Always on the move,
Bill Thomas, MD, is a man with a mission: to challenge conventional views on aging. To complete his goal, he created the Age of Disruption 2015 Tour, which combines myth and science, music and visuals to show audiences how to turn the tables on “Life’s Most Dangerous Game” and how “to approach aging with the skill and enthusiasm it requires.”

Provider recently caught up with Thomas at a sit-down discussion with students from The Erickson School at the University of Maryland, Baltimore County.

Can ageism truly be eradicated?

Thomas: We are hard-wired to have a keen appreciation of youth. Appreciation of age is a cultivation of taste. It’s also a cultural construct that is delicate and beautifully artificial. It’s an authentically human creation that perceives the value of people that are not young. Ageism is a structured part of our humanity.
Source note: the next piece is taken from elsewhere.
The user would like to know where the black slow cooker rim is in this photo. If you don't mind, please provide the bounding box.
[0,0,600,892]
What makes us amazing is that we can rise above it.

How do we encourage younger people to go into the aging field?

Thomas: People currently in the aging field are freaks—they grew up around older people and cultivated a taste for them. They get it. Outside of the field, it’s hard to do. Outsiders see only tasks, they miss that ethereal dimension. With the tour, we are attempting to cultivate relationships with university students and younger students. We address to them the illusions of youth and explode myths of age, which makes sense to them. I see two solutions: 1.) get better at finding who had these great relationships with older people, or 2.) show people a new story.  We need to tell the story of aging and how people can come and get into the field. We need to promise them that we will deal with it differently.
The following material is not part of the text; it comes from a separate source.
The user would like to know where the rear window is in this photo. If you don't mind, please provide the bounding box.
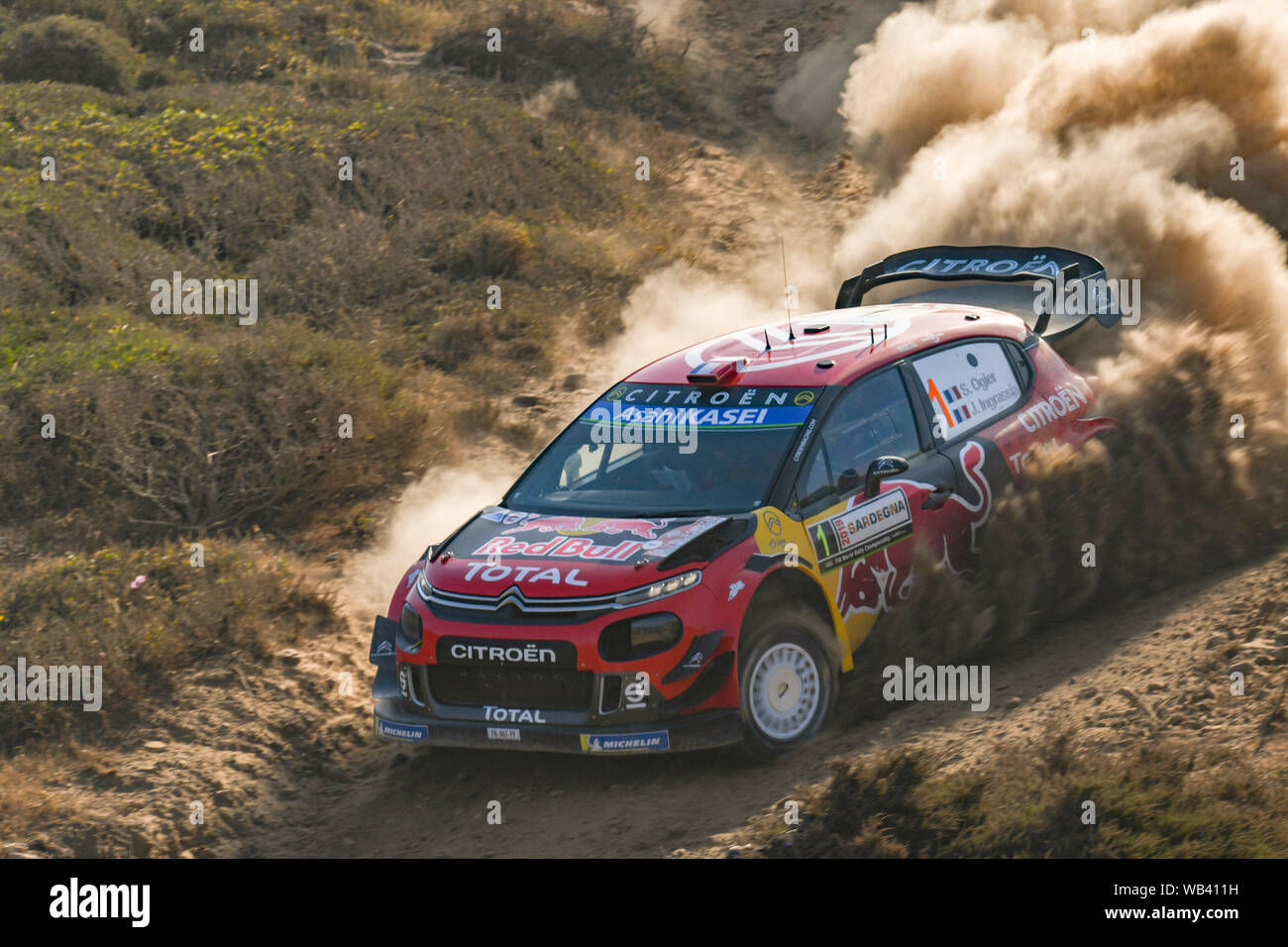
[912,340,1024,441]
What is the best way to combat ageism?

Thomas: The Grateful Dead never [intentionally] made a Top 40 hit, they played music for the people. What happened around them was a function of their authenticity to music, not because they persuaded you to do anything.  I don’t speak as an authority. I say, “I am old.” You can believe what you want. A directive approach is not for me. What you chose to do is up to you. To live an authentic life, you will acknowledge that time changes you. If you refuse, you wake up and one day more you’re inauthentic. It doesn’t allow who you are now. If you stand up and say, “I am young, look at me. I can do these things,” that’s disgusting because it’s someone doing things not the way they are. Society punishes women terribly on aging and the pressure to be perfect and young. I get a break through race, gender, and age. If a guy like me can’t say and own his age, who’s got a chance? We live in an ageist society. You have to be careful and thoughtful. I’ve given up that change will come from inside the field. It’s been given every possibility. Change will come from the outside, and that’s where I will be. [Ironically, “Touch of Grey” made it to the Top 40.]
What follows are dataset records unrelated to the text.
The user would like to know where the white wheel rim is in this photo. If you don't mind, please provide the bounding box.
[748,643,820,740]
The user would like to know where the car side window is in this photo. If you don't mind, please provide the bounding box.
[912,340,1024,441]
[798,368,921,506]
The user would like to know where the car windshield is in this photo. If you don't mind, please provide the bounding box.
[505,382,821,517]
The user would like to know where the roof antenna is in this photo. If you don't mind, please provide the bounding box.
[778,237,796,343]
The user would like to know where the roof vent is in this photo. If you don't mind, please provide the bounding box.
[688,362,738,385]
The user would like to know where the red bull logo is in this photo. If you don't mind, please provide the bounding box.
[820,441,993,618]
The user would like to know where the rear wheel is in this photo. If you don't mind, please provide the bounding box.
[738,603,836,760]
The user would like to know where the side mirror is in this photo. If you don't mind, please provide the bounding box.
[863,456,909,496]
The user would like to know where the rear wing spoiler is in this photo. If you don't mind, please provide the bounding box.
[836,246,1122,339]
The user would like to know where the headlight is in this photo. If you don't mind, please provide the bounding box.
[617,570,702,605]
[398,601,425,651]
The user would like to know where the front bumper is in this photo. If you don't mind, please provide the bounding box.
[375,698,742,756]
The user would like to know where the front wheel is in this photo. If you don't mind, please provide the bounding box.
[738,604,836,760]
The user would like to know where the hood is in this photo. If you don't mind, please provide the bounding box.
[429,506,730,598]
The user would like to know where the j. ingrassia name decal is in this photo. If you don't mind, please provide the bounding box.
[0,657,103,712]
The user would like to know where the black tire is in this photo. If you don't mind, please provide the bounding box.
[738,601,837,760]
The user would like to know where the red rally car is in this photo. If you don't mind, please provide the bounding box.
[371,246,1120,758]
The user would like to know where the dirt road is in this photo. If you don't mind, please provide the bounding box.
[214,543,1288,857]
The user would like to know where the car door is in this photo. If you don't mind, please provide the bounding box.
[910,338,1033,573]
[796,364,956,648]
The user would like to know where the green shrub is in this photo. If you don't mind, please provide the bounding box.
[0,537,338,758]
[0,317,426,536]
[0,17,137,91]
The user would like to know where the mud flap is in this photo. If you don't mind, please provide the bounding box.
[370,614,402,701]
Your daughters taught you about mortality. What have you learned that you can share with us to help us recognize our own mortality?

Thomas: My wife and I have five children: three tall boys and two girls with Ohtahara syndrome. They live lives at the developmental age of one month. From the day they were born they required round the clock care. They have blindness and seizures, are quadriplegic, and can’t speak—imagine a person with Alzheimer’s in the furthest stage down the road. It taught me about grievance in a horrifyingly painful way. Although I was trained and have faith in medicine there was nothing medicine can do. Hannah made it to 18. Haley is 21. Did I grieve less even though I believe in medicine? No. You have to acknowledge that two of your children will never speak your name, touch your face. All the griefs come and you soon settle into a new normal. You can always find your place to a new normal. There’s always changing to be a new normal. Haley will pass. I think of this in terms of my aging. We, too, will experience a new series of normal. That’s pretty good perspective.

What keeps you motivated?

Thomas: A volcano lives inside of me. Volcanoes are always bubbling hot. People use phrase “burning ambition,” I have that. I didn’t ask for it. I don’t have burning ambition to be rich, famous, or powerful. I have a burning ambition to somehow do what I can so people of all ages can be regarded with dignity and authenticity. As a geriatrician, I was the top ant of the anthill. People told me, “If you walk away, you will lose all the prestige and credibility.” If there’s a volcano within you, it’s not a choice. You can’t stay there. You’ve got to go. I live on a bus six-eight weeks a year. It’s the easiest thing. And it even makes the volcano burn less.